Put at least plenty of floating plants with long roots (e.g. pistia), they'll create some cover and don't require any substrate or very bright light. You can also add branchy driftwood (like manzanita) and/or more plastic plants. Also gouramis don't like strong water currents - check this.

It is a bad idea to leave them like this for two months. This is a way too empty tank for gouramis.


----------



## BrynnaCC (Jan 5, 2014)

If you look at the RAOKs on this site there are some nice ones from generous people just for the price of shipping. Floating plants are cheap, and you can also find a ton of anacharis on Aquabid for about $20.


----------



## sohankpatel (Jul 10, 2015)

Should I just bring one back to my LFS, and then re-introduce another after I plant?


----------



## dpod (Sep 16, 2014)

sohankpatel said:


> Should I just bring one back to my LFS, and then re-introduce another after I plant?


Not a bad idea. if you can grab at least a handful of floating plants while you're there you'll make the other one much happier.


----------



## Diana (Jan 14, 2010)

Most fish are afraid of an open tank. In nature, they would hide under and among plants, roots, rocks and other things.
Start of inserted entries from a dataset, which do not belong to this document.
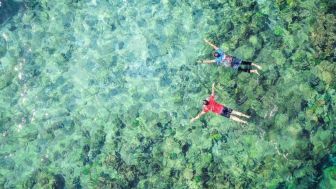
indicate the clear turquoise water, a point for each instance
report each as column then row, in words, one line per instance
column 99, row 94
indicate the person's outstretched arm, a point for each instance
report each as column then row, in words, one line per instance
column 212, row 45
column 198, row 116
column 206, row 61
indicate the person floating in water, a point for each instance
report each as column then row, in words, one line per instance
column 217, row 108
column 223, row 59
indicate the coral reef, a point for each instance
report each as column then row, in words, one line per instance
column 99, row 94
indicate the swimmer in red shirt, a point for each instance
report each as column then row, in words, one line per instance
column 215, row 107
column 222, row 59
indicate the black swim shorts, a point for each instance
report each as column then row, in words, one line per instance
column 226, row 112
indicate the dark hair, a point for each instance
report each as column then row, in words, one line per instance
column 205, row 102
column 216, row 54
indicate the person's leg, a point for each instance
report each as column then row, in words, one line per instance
column 247, row 63
column 234, row 118
column 256, row 65
column 239, row 114
column 244, row 70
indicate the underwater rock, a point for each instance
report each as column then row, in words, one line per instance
column 8, row 9
column 244, row 52
column 153, row 50
column 113, row 27
column 3, row 47
column 59, row 182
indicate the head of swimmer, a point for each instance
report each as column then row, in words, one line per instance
column 205, row 102
column 216, row 54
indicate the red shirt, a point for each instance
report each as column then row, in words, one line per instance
column 213, row 106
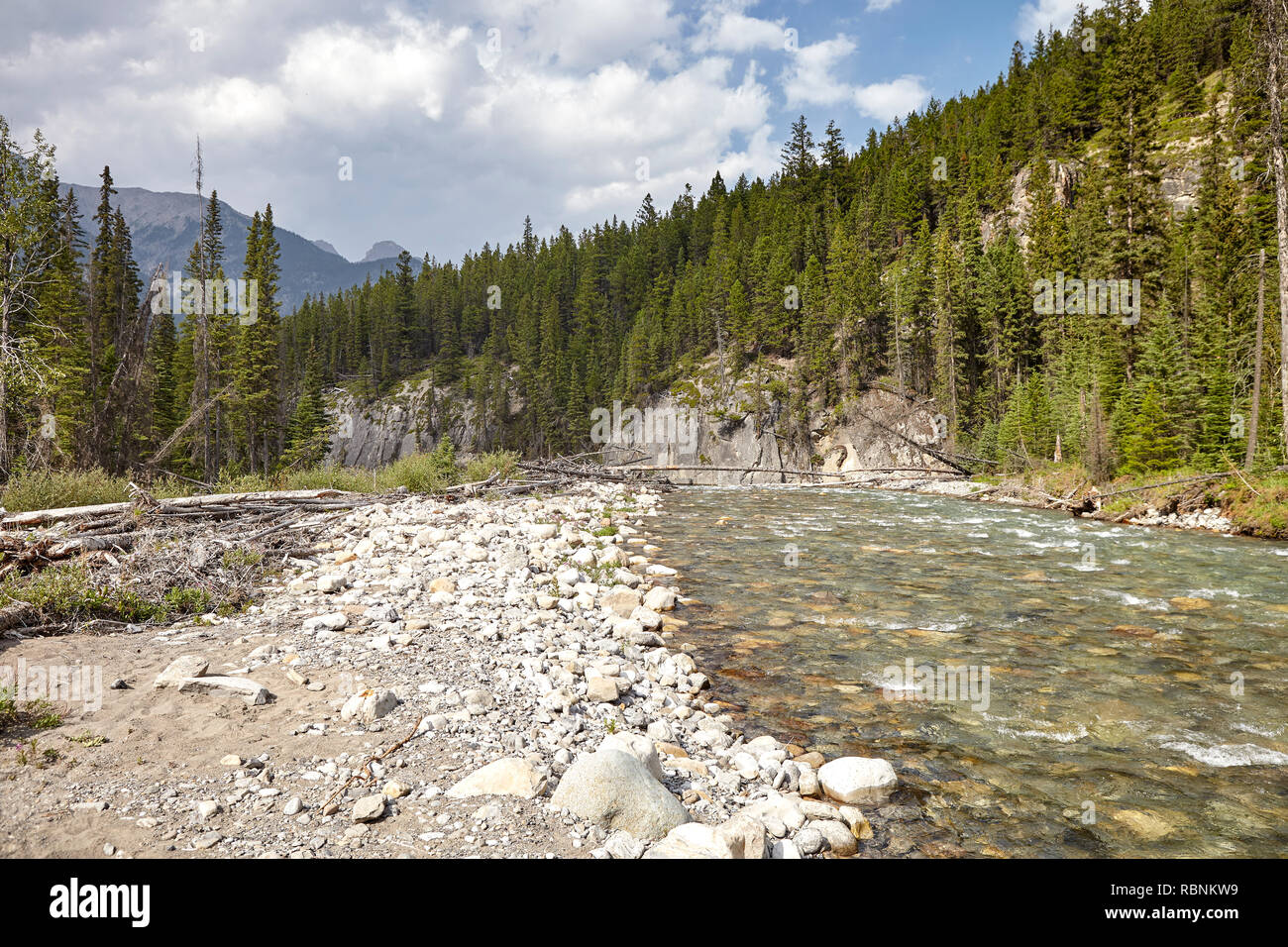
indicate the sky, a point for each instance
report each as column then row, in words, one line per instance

In the open there are predators, and the fish stand out, so they pale out, lose color in an attempt to hide. 
With just a few hiding places they will hover at the bottom or behind that one plant. 
With a lot of hiding places, or a bank of plants across the back of the tank, the fish will feel that a good hiding place and safety is nearby, so they will be more willing to come into the open. With a dark substrate schooling fish will intensify their colors so they can communicate with the others. 

Gouramis are not social or schooling. Return one, and do not bring another one back. 

Gouramis are territorial, and will harass related species (Gouramis, Bettas). Some are even aggressive toward other species. I have heard of at least one of them being so aggressive he needed to be kept in a tank by himself. 

One per tank is reasonable, unless the tank is large (4' long minimum) and has lots of upper level plants or decor so they can set up territories. 

They are native to slow moving water with lots of plants, roots, overhanging shrubs and other things to define territory. 

Ditto the other comments about adding a lot more decor to the tank- driftwood, rocks, plants (even plastic plants). 
You can begin trying to lay out the decor, and try different arrangements. Take advantage of the RAOK offers for free plants, or almost free (just pay shipping on many of these offers). 
Java fern gets large enough to look really good in this tank, and is generally grown tied to some wood, so it will be in the middle to upper part of the tank. This will help with the Gourami's need for a place to be safe, and the other fishes' need for a hiding place.


----------



## sohankpatel (Jul 10, 2015)

I think the reason the guy at my lfs said to get gouramis was because he thought I had already planted the tank

Bump: How can I get to the RAOK section?


----------



## goatnad (Aug 13, 2015)

Go to the planted tank forum then scroll down a bit and choose wtb/raok section.


----------



## sohankpatel (Jul 10, 2015)

Well, this thread is useless now, i found one of the gouramis dead on the bottom, i think the other killed him, i was going to bring them back today


----------



## goatnad (Aug 13, 2015)

Take this as a lesson learned. Research your fish and its needs before you purchase one. Also get more plants and decor in your tank before you buy more fish.


----------